#Editorial: Democrats Should Use Their Advantage Wisely

democrats senate
In this image from video, Vice President Kamala Harris swears in Sen. Raphael Warnock, D-Ga., Sen. Alex Padilla, D-Calif., and Sen. Jon Ossoff, D-Ga., on the floor of the Senate Wednesday, Jan. 6, 2021, on Capitol Hill in Washington. (Senate Television via AP)

In sports, when one team has a distinct advantage over an opposing team, it’s used aggressively to win the game. Last Sunday’s Super Bowl is a prime example, with the Tampa Bay Buccaneers using their advantages to soundly defeat the Kansas City Chiefs.

The same can be said in politics. The ruling party—in this case, Democrats—usually holds a significant advantage, but this should be used wisely and fairly to benefit the people.

After years of trying to negotiate blockades by the Republican Party, more pointedly from a Republican-controlled U.S. Senate, the Democrats now control the White House, the House of Representatives, and the Senate. Democrats now have a distinct advantage to pass legislation Republicans snubbed when they held power.

While President Joe Biden touted bipartisan cooperation during his presidential campaign, and in his inaugural address, offered to preside with a bipartisan approach, such bipartisanship cannot be realized if one party refuses to cooperate.

When he took office, Biden proposed a $1.9 trillion COVID-19 relief package—the American Rescue Plan—which includes, among other benefits, one-time relief payments of $1,400 each to qualified Americans; continued monthly unemployment benefits, and funds to assist states with implementation of COVID-19 vaccination plans.

While Republicans in the U.S. House and Senate seem increasingly less inclined to support the plan, arguing it’s too large, the rules of both chambers allow Democrats to approve the related bill when it comes up for a vote on their own, through a legal process called Budget Reconciliation.

With millions of American still experiencing severe financial challenges as COVID-19 continue to rob jobs and incomes, there’s urgency in passing the American Rescue Plan when it’s presented to both houses. If the Republicans continue to refuse to cooperate with the Biden administration, Democrats have the advantage and shouldn’t hesitate to use it to approve the plan.

But, even with this advantage, there are indications of divisions within the Biden administration, particularly related to the individual relief payments. While Biden is adamant the payments will be $1,400, some argue payments shouldn’t be made to individuals earning high incomes, for example, over $75,000 annually.

Without analysis, it seems unwarranted for the government to allocate relief funds to employed individuals, earning, say, $75,000 a year. Undoubtedly, such a salary is very attractive and beneficial for individuals working in a low-tax state like Florida. But what really matters is the real income earned by the individual.

What of Real Income?
There is a vast difference between the real income—the income after inescapable expenses—of a single individual unburdened with the expenses of a family and another individual who is the head-of-household of a family of four. Economic analysis suggests the single individual earning $75,000 even taking into account rent/mortgage, car payments, and taxes, averages an estimated annual real income of $40,000, while the person who heads the family of four has a real income average of about $15,000.

Bearing this in mind, it’s difficult to implement a broad policy where individuals earning high salaries shouldn’t receive relief funding. It seems a better policy is to take into consideration both income and family size, or the taxpayer-dependent ratio, in deciding who gets the relief funding and how much.

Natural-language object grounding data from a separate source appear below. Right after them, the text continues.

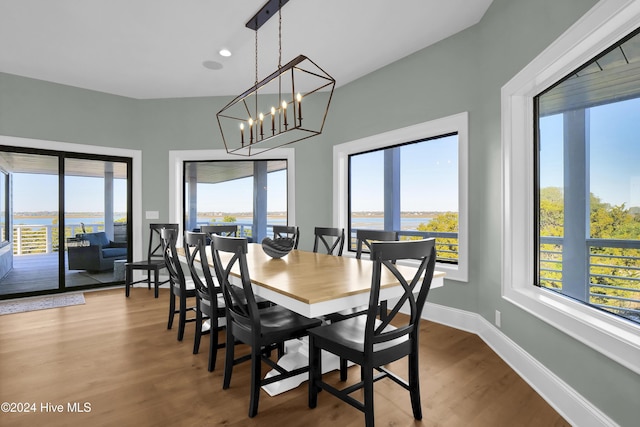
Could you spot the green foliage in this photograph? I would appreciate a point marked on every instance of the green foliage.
(447, 223)
(616, 269)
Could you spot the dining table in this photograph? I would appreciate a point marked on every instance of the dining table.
(314, 285)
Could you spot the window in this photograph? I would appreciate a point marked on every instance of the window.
(208, 186)
(422, 191)
(4, 208)
(588, 186)
(251, 194)
(615, 337)
(417, 195)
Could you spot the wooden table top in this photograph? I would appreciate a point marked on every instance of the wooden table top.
(313, 278)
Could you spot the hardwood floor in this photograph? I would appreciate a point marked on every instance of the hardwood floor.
(116, 354)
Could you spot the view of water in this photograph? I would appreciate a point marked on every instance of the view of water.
(359, 222)
(49, 221)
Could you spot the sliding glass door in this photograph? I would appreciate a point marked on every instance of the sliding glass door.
(68, 218)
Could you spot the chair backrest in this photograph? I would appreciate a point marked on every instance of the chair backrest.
(241, 312)
(155, 250)
(366, 237)
(195, 252)
(168, 238)
(220, 230)
(383, 255)
(335, 235)
(291, 232)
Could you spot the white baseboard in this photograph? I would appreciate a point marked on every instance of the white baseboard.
(570, 404)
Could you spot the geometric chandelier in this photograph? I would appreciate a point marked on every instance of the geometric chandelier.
(270, 114)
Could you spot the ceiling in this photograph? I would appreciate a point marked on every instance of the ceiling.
(147, 49)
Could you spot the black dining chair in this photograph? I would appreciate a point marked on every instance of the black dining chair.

Some people argue the relief payments should be distributed by other agencies besides the IRS. But it’s the IRS, based on tax returns submitted by Americans, that is best equipped to determine the real income of individuals related to their dependents.

It can be agreed single individuals earning “higher-end” salaries, not having stated dependents, should receive lower relief payments than those with verifiable dependents.

The relief payments have two primary objectives. First, assisting people experiencing financial challenges because of the COVID-19 pandemic. Secondly, generating cash into the national economy to stimulate economic development.

Individuals with a high real income are less likely to spend their relief checks and are more likely to place them into saving accounts or pay down credit card bills. While maintaining saving accounts is a positive financial strategy for individuals and families, it doesn’t help the economy recover from a downward spiral. The more money consumers spend on goods and services, the more cash goes to businesses—small, medium, and large—and the better it is for these businesses to expand employment, and ultimately the better are the chances for economic growth.

While it’s incumbent on the Biden administration to take advantage of the Budget Reconciliation to approve the American Rescue Plan, it must act wisely to ensure the relief goes to Americans who need it the most.

If this plan is approved, it means the federal government, would have approved over $5 trillion to stimulate the U.S. economy within a year. This isn’t money plucked from the air without repayment consequences. Even if the Federal Reserve cushions this huge bill by selling government treasury bills, ultimately the responsibility will fall on every American in some form of taxes. So, the government is urged to allocate the funds within the American Rescue Plan wisely.